STA 214 Lab 5
Complete all questions and submit your final html or PDF on Canvas.
The Data
One popular toy that has stood the test of time is Legos. Lego sets are designed for a variety of ages, from toddlers to adults, and you can build things as diverse as a cactus garden to a house.
Inside your box of Legos you will typically find one or more instructions books that help you build the desired object. Today, we are going to build a model to predict how many instruction books will be needed to build a given Lego set.
The data set can be loaded from Canvas. Make sure that when you load it in, you copy the line of code that loads the data and put it in a chunk in your Markdown file. If you need a refresher on the steps, look here: https://bookdown.org/dalzelnm/bookdown-demo/intro.html#folks-using-rstudio-on-their-computers
Exploring Y
We have information on \(n=2552\)
different Lego sets and our response variable is
Num_Instructions
, which counts the number of instruction
books included with each set. This is a count random
variable. This means that our first thought is probably Poisson
Regression. However, there are a few things that we need to check to
make sure that Poisson Regression is reasonable.
Question 1
Create a histogram to visualize the distribution of the response variable. Fill in the bars in gold (so color them gold) and outline the bars in black. Make sure you have added appropriate figure and axis labels.
Hints: Remember that you have done this in Lab 1, and that the code is in our Code Dictionary online (https://bookdown.org/dalzelnm/bookdown-demo/graphing-formatting-graphs.html#histogram)
Question 2
So far, does it seem like using a Poisson distribution is reasonable based on this graph?
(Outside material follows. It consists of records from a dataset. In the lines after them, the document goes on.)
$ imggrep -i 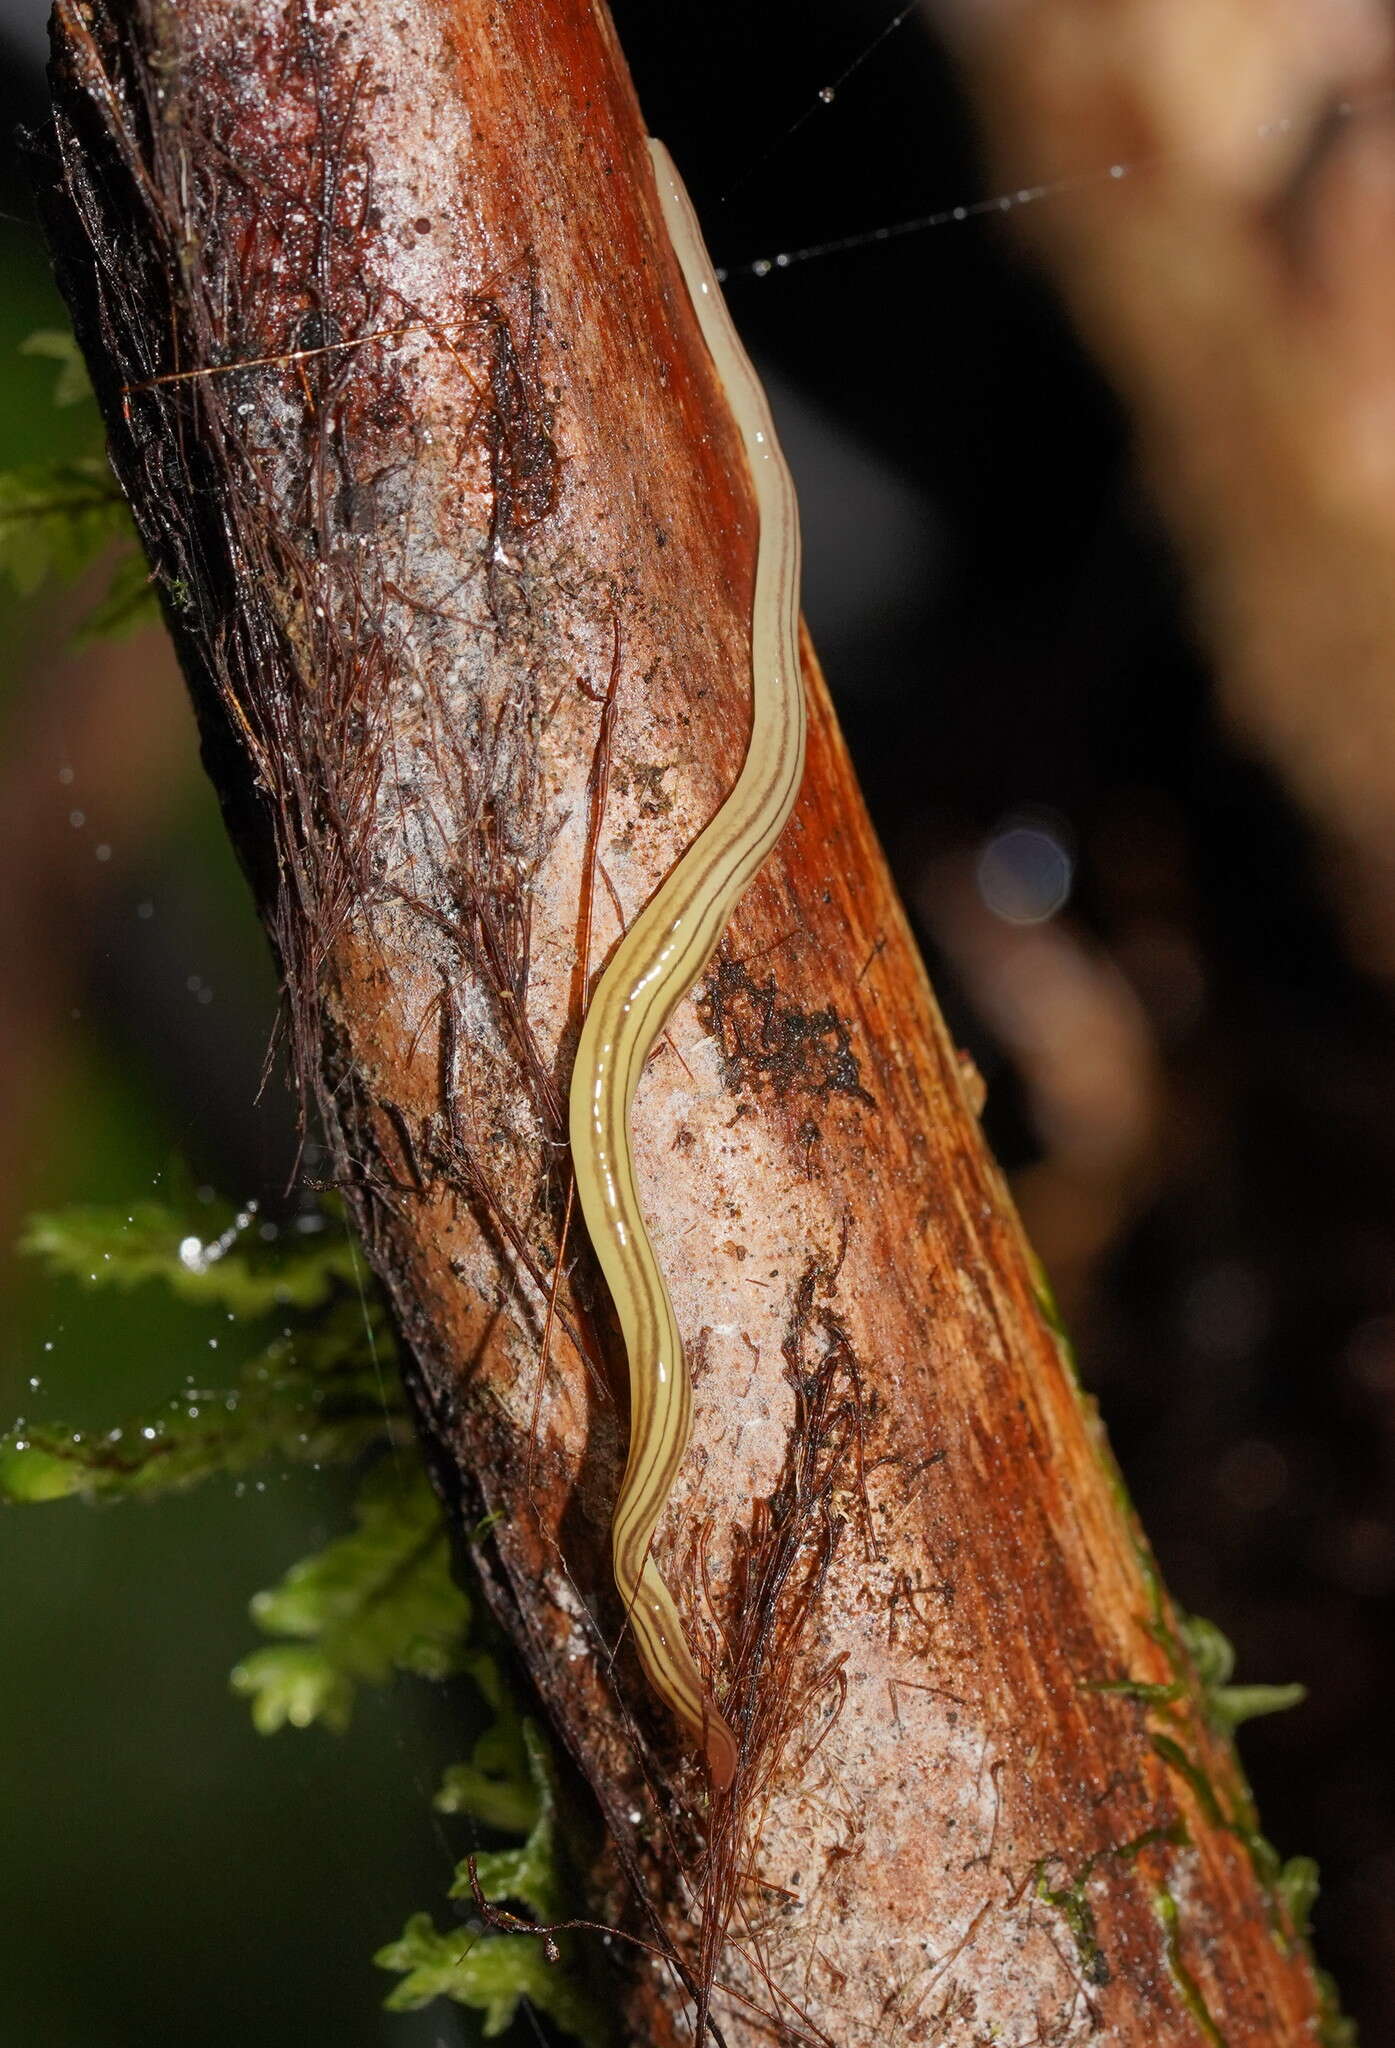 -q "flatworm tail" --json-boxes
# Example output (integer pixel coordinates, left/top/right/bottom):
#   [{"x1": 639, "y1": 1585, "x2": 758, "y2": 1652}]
[{"x1": 566, "y1": 140, "x2": 805, "y2": 1792}]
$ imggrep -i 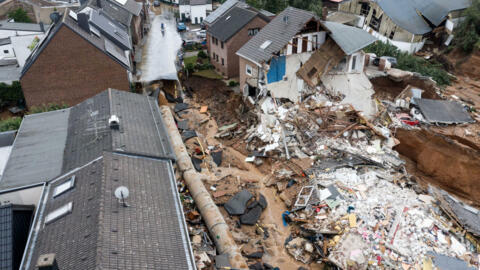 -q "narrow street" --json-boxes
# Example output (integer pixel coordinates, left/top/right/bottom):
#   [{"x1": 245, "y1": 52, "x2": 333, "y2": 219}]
[{"x1": 139, "y1": 4, "x2": 182, "y2": 83}]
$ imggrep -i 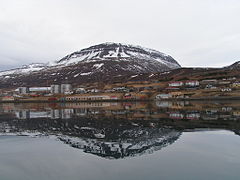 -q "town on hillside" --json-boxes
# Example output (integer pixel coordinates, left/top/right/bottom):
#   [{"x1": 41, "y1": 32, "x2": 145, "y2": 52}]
[{"x1": 0, "y1": 75, "x2": 240, "y2": 102}]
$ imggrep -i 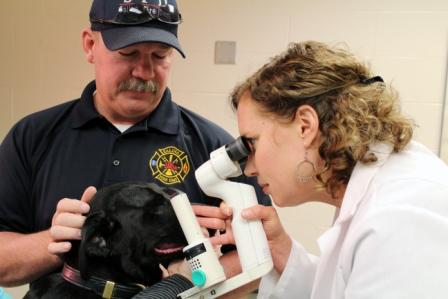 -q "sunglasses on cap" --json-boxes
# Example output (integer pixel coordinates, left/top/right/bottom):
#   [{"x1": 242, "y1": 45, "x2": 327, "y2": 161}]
[{"x1": 91, "y1": 2, "x2": 182, "y2": 26}]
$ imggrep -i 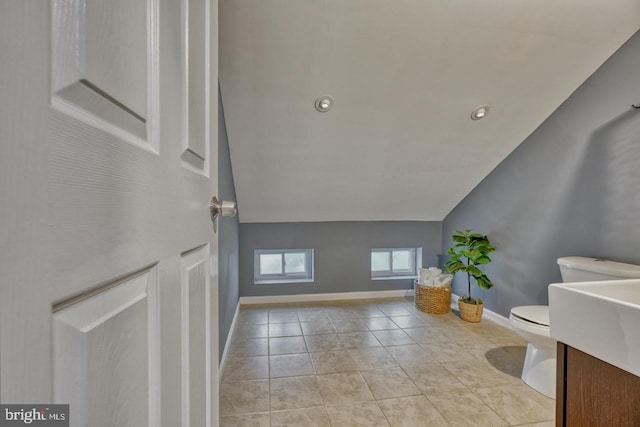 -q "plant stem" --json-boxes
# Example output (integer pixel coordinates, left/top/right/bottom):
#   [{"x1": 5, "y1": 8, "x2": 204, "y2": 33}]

Explain.
The final thing we need to check before we can assume \[Y_i \sim Poisson(\lambda_i)\] is the mean/variance assumption. This assumption says that it must be reasonable to assume that the population mean of \(Y\) and the population variance of \(Y\) is the same.
Question 3
Why is it important to verify that the population mean of \(Y\) and the population variance of \(Y\) are the same? In other words, what about the Poisson distribution means this assumption is something we need to check?
Since we do not have the population data (we only have a sample of all Lego sets, believe it or not!!), we can’t directly compute the population mean and variance. However, we can compute the sample mean and the sample variance.
Question 4
What is the sample mean of \(Y\)?
Question 5
What is the sample variance of \(Y\)?
Question 6
What is the sample standard deviation of \(Y\)?
Question 7
Based on your computations on the sample, does it seem reasonable that the mean/variance condition is met?
Okay, at this point we have checked everything that needs to be checked about \(Y\). Time to get an \(X\) involved.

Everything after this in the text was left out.